AWS Directory Service	Only the following AWS Directory Service actions are required by Connect and WorkSpaces services. All other Directory Service actions are denied by the Developer mode permission boundary policy: ds:AuthorizeApplication ds:CreateAlias ds:CreateIdentityPoolDirectory ds:DeleteDirectory ds:DescribeDirectories ds:GetAuthorizedApplicationDetails ds:ListAuthorizedApplications ds:UnauthorizeApplication In single-account landing zone accounts, the boundary policy explicitly denies access to the AMS Advanced managed directory used by AMS Advanced for maintaining access to dev-mode enabled accounts.
Amazon Elastic Compute Cloud	Can't access Amazon EC2 APIs that contain the string: DhcpOptions, Gateway, Subnet, VPC, and VPN. Can't access or modify Amazon EC2 resources that have a tag prefixed with AMS, mc, ManagementHostASG, and/or sentinel.
Amazon EC2 (Reports)	Only view access is granted (cannot modify). Note: Amazon EC2 Reports is moving. The Reports menu item will be removed from the Amazon EC2 console navigation menu. To view your Amazon EC2 usage reports after it has been removed, use the AWS Billing and Cost Management console.
AWS Identity and Access Management (IAM)	Can't delete existing permission boundaries, or modify IAM user password policies. Can't create or modify IAM resources unless you are using the correct IAM role (AWSManagedServicesDevelopmentRole for MALZ, customer_developer_role for SALZ)). Can't modify IAM resources that are prefixed with: ams, mc, customer_deny_policy, and/or sentinel. When creating a new IAM resource (role, user, or group), the permission boundary (MALZ: AWSManagedServicesDevelopmentRolePermissionsBoundary, SALZ: ams-app-infra-permissions-boundary) must be attached.
AWS Key Management Service (AWS KMS)	Can't access or modify AMS Advanced-managed KMS keys.
AWS Lambda	Can't access or modify AWS Lambda functions that are prefixed with AMS.
CloudWatch Logs	Can't access CloudWatch log streams that a name prefixed with: mc, aws, lambda, and/or AMS.
Amazon Relational Database Service (Amazon RDS)	Can't access or modify Amazon Relational Database Service (Amazon RDS) databases (DBs) that have a name prefixed with: mc-.
AWS Resource Groups	Can only access Get, List, and Search Resource Group API actions.
Amazon Route 53	Can't access or modify Route53 AMS Advanced-maintained resources.
Amazon S3	Can't access Amazon S3 buckets that have a name prefixed with: ams-*, ams, ms-a, or mc-a.
AWS Security Token Service	The only security token service API allowed is DecodeAuthorizationMessage.
Amazon SNS	Can't access SNS topics that have a name prefixed with: AMS-, Energon-Topic, or MMS-Topic.
AWS Systems Manager Manager (SSM)	Can't modify SSM parameters that are prefixed with ams, mc, or svc.

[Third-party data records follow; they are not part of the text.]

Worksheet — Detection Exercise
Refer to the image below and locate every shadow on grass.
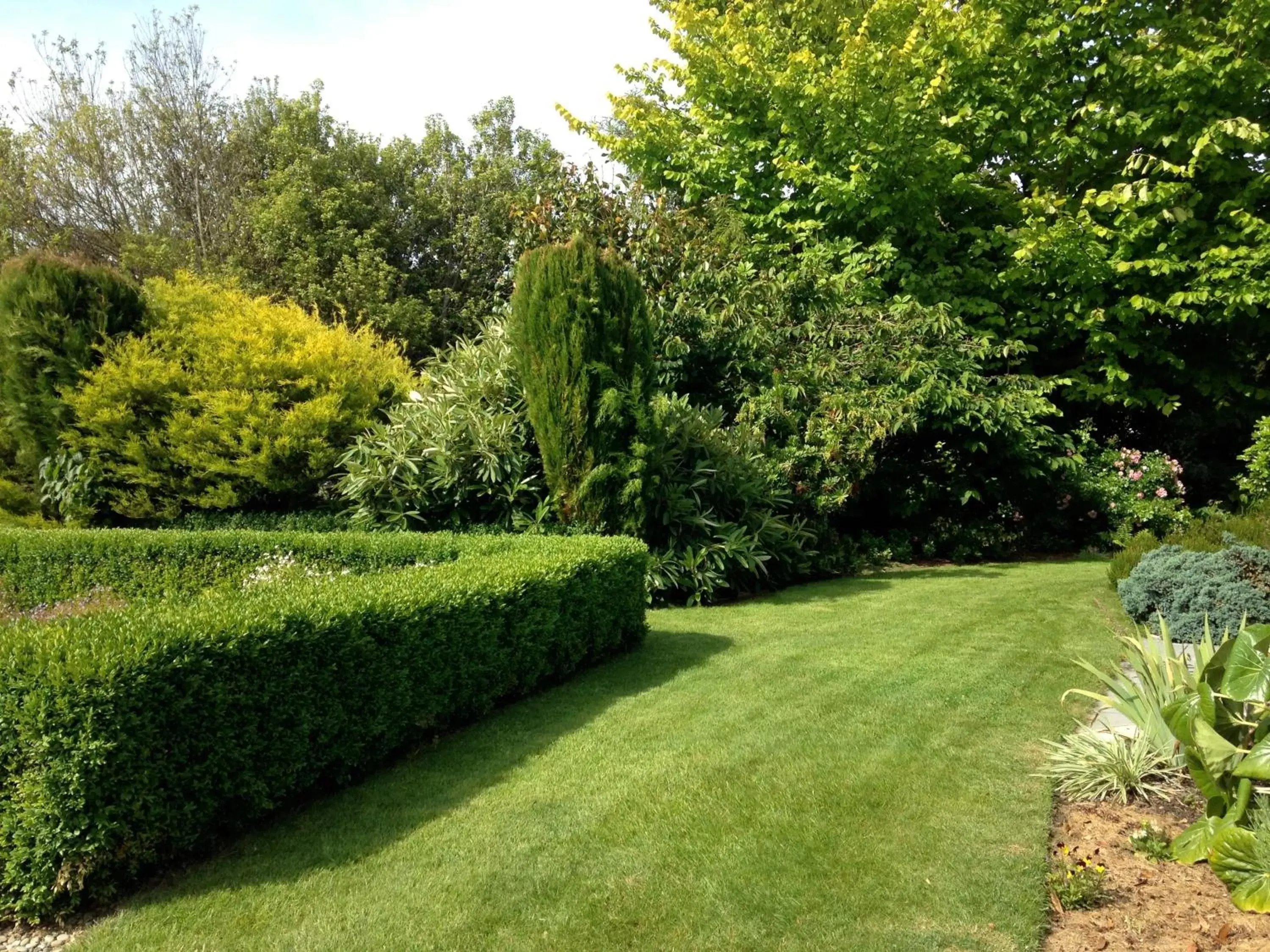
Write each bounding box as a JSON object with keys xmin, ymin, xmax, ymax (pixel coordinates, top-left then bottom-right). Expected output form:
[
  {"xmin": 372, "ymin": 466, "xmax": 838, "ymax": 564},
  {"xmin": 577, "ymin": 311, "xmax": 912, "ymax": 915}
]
[
  {"xmin": 735, "ymin": 564, "xmax": 1010, "ymax": 608},
  {"xmin": 124, "ymin": 630, "xmax": 733, "ymax": 909}
]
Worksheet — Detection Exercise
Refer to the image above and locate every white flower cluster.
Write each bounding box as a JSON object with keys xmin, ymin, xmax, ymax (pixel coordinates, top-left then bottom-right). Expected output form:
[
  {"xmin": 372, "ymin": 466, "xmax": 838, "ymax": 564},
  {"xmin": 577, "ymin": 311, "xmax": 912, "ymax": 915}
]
[
  {"xmin": 243, "ymin": 551, "xmax": 353, "ymax": 589},
  {"xmin": 243, "ymin": 552, "xmax": 297, "ymax": 589}
]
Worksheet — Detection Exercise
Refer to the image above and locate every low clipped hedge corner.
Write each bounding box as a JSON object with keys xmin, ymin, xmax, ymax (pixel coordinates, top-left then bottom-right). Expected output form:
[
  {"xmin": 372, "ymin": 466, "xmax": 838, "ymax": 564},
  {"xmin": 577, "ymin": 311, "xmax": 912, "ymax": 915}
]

Can't use the SSM API SendCommand against Amazon EC2 instances that have a tag prefixed with ams or mc.
AWS Tagging	You only have access to AWS Tagging API actions that are prefixed with Get.
AWS Lake Formation	The following AWS Lake Formation API actions are denied: lakeformation:DescribeResource lakeformation:GetDataLakeSettings lakeformation:DeregisterResource lakeformation:RegisterResource lakeformation:UpdateResource lakeformation:PutDataLakeSettings
Amazon Elastic Inference	You can only call the Elastic Inference API action elastic-inference:Connect. This permission is included in the customer_sagemaker_admin_policy that is attached to the customer_sagemaker_admin_role. This action gives you access to the Elastic Inference accelerator.
AWS Shield	No access to any of this services APIs or console.
Amazon Simple Workflow Service	No access to any of this services APIs or console.